You're also a high school English teacher. What are some of the advantages and disadvantages to writing while teaching?
- My 9th grade students inspire my characters with delightfully awkward goofiness
- I can test out my writing with the target audience.
- I can leave by 4 pm, except during tennis season.
- I need to wake up at 6 am to get to school on time. If I want to write, I’m up by 4.
- Editing essays, in addition to editing my own work, gets tedious.
- I’m a very patient man, which is why I got into this profession in the first place, but 12 hours each day with teenagers (9 hours of teaching and then coaching them, 3 hours of writing about them) is a lot of time. (No, I’m not a parent of teenagers yet. Those of you who are deserve to be knighted.)
It's the inevitable question: what inspired A SCARY SCENE IN A SCARY MOVIE?
Teachers often say that loud, disruptive students are thorns in their sides but most would admit that the truly dangerous ones—dangerous, at least, to themselves—are the quiet, aloof ones who fly under the radar because they nod politely at their teachers. They play the game well, well enough to get promoted, but they are anything but well.
A SCARY SCENE IN A SCARY MOVIE is the result of seeing a growing number of my students isolate themselves. Rene’s rituals and magical thinking exemplify what it means to be mentally ill, or at least socially inept, in a high school setting that demands academic prowess and social fluency. I wrote this book to offer hope to wild card teenagers (what teen isn’t a wild card these days?) or those who begrudge their parents (sometimes deservedly so), question conformity, and feel so desperate and alone that the only safe place is inside their heads. But what if even that place isn’t safe?
One of the great things about A SCARY SCENE IN A SCARY MOVIE is that the main character suffers from OCD. Can you tell us about why you gave this affliction to your hero, Rene?
Because it’s so scary and dangerous and serious, yet so accessible and universal. Unless you’re Ryan Seacrest, you’ve panicked at some point in your life, uncontrollably so, sweating through your shirt.

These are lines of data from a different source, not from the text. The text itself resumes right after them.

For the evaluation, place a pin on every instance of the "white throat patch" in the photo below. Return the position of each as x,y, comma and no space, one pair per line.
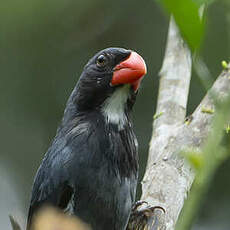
114,107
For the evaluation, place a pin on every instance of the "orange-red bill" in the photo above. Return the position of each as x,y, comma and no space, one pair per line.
130,71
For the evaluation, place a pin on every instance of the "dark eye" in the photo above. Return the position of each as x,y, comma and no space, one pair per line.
101,61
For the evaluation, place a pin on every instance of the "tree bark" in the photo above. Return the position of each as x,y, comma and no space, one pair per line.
168,177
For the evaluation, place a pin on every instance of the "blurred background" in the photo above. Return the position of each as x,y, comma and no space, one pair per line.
43,48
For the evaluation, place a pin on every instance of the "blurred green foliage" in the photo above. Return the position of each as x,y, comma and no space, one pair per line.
43,48
187,16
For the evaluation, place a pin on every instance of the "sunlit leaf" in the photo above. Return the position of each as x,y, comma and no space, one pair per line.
186,15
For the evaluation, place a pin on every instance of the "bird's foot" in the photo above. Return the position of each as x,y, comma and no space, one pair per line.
143,216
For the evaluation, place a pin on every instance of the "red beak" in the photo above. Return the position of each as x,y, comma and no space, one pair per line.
130,71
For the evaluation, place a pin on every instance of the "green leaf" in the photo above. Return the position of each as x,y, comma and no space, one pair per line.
186,15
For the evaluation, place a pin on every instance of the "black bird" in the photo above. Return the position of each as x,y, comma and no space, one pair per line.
91,168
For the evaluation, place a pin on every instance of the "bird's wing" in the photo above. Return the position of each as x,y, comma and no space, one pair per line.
52,185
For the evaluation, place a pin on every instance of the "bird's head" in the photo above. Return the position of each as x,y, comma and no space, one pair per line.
106,72
110,81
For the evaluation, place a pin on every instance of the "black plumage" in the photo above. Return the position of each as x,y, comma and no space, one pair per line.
91,168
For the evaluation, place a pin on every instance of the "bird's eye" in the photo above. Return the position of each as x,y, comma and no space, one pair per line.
101,61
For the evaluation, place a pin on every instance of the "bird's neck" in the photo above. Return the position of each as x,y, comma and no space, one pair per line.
115,110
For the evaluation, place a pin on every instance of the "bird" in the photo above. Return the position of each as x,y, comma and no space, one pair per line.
90,169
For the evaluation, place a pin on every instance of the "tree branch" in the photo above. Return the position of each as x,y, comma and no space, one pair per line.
168,177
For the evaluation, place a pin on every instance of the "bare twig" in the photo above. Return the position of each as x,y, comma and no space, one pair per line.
168,177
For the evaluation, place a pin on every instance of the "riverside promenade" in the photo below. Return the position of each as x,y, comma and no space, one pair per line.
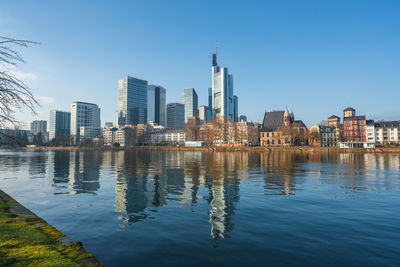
27,240
300,149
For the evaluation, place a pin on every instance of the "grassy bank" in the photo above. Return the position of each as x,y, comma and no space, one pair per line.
27,240
235,149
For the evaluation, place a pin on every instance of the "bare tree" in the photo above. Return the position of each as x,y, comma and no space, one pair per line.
14,93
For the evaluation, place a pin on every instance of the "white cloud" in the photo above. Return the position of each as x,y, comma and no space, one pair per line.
46,99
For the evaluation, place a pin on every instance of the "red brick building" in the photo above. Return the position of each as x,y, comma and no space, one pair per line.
354,127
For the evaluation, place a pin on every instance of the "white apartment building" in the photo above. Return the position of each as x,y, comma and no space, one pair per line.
387,132
122,135
170,137
84,115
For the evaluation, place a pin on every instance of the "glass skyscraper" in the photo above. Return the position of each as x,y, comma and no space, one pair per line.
190,99
156,104
175,116
59,124
223,102
132,101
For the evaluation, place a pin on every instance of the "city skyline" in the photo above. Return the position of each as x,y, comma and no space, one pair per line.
295,62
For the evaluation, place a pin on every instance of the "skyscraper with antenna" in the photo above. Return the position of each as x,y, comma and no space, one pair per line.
222,98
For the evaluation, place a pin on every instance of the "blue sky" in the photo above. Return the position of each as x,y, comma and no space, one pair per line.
316,57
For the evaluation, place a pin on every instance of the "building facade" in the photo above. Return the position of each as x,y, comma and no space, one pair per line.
175,116
132,101
223,102
85,115
59,124
38,126
167,137
387,132
189,98
281,129
205,114
156,104
324,136
354,128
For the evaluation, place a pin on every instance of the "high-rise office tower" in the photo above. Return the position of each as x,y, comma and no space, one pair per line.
175,116
205,114
156,104
132,101
59,124
190,99
38,127
210,97
85,115
235,108
222,91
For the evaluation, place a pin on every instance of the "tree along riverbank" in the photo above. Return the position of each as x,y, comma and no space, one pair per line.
27,240
232,149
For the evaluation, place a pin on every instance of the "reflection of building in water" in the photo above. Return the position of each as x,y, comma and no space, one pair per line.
222,200
37,163
280,174
58,165
139,184
84,171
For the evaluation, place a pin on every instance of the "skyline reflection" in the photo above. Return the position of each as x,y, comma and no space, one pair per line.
147,181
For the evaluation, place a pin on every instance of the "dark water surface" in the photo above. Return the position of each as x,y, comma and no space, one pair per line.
198,208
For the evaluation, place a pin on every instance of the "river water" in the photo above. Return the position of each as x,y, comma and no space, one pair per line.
210,208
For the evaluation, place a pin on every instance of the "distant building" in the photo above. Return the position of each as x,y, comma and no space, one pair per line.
120,135
132,101
210,98
354,128
223,102
281,129
242,118
235,108
190,99
205,114
324,136
167,137
84,115
156,104
175,116
334,121
370,132
39,126
387,132
59,124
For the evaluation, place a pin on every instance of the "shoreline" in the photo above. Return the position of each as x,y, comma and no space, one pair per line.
27,239
231,149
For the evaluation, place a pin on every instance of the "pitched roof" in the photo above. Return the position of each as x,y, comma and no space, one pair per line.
273,119
384,124
299,123
355,118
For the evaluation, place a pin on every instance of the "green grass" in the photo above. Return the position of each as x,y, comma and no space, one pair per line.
24,244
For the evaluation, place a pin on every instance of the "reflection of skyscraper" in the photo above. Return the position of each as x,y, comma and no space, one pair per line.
84,171
223,102
222,200
137,186
132,101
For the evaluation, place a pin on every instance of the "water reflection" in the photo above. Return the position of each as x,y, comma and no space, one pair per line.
145,182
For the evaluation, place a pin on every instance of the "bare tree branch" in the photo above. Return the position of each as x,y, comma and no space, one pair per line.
14,93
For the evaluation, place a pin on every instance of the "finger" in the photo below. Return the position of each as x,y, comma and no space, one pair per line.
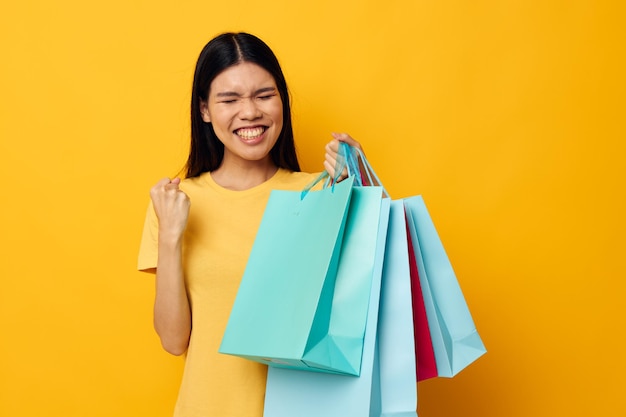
344,137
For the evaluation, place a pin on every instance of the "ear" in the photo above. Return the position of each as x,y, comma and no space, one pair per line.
204,111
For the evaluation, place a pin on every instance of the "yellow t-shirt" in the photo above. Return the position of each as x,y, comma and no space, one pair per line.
220,232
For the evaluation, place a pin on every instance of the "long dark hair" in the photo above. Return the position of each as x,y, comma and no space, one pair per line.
224,51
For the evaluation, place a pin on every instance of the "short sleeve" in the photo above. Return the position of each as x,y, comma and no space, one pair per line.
148,248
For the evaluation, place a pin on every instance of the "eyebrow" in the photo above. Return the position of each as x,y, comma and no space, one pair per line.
235,94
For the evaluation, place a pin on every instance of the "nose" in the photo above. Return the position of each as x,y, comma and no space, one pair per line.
249,109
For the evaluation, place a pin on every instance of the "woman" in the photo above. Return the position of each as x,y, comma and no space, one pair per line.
199,231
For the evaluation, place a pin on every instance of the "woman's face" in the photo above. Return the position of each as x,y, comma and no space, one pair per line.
246,111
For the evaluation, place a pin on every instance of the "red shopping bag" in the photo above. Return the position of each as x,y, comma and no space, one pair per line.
425,355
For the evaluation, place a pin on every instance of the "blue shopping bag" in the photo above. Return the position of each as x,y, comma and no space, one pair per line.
290,311
291,393
455,340
396,382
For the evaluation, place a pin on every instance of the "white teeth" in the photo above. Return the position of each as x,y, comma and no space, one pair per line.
249,133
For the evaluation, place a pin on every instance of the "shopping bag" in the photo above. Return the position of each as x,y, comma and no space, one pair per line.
282,312
455,340
426,364
453,337
396,343
295,393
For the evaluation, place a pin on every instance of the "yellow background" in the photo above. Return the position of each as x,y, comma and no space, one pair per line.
507,116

And we all have our quirks, our “things,” our obsessions that we cling to for comfort, especially when we’re stressed. So we all can relate to Rene on some level. Except for Ryan Seacrest. (With his oceanic name, his suave hair, and a job that makes other people panic, I can’t imagine him ever freaking out. I don’t think he’s human. But I can’t prove it. Yet.)
Can you tell us a little bit about the process--particularly the timeline--of writing A SCARY SCENE IN A SCARY MOVIE?
The first draft was surprisingly quick—about six weeks. I started it on a train ride and couldn’t type fast enough. Then next day, I took it with me on a family vacation to Mexico, where I typed at the beach, at the pool, on local sweaty bumpy buses to and from Chichen Itza, on the plane ride home, and then every morning and night until I finished. I spent two months revising it before I sent it off, mumbling a prayer at the mailbox. Editing was slower than I’d imagined, but I enjoyed every step of the process.
If your reader could only take away one emotion, theme, or idea from ASSIASM, what would you want it to be?
Hope. Things are never as bad as things may seem. Except when they are.
But even then, you’ve gotta hope.
What's the most surprising thing you've learned since becoming a writer?How long it takes for a book to be published. And how often I get to the keyboard and think, “Holy crap, my powers are gone! What happened to my ability to write complete sentences?”
Beyond the typical--never give up, believe in yourself--what would be the single best advice you'd like to give another writer?
Momentum is everything. Write every day. I find that if I take days off in the middle of a project, I lose the voices of my characters and am less motivated to push through.
What do you think are your strongest and weakest points in writing?
Strength: creativity, especially in my characters.
Weakness: There’s isn’t enough room on the internet galaxy for this list.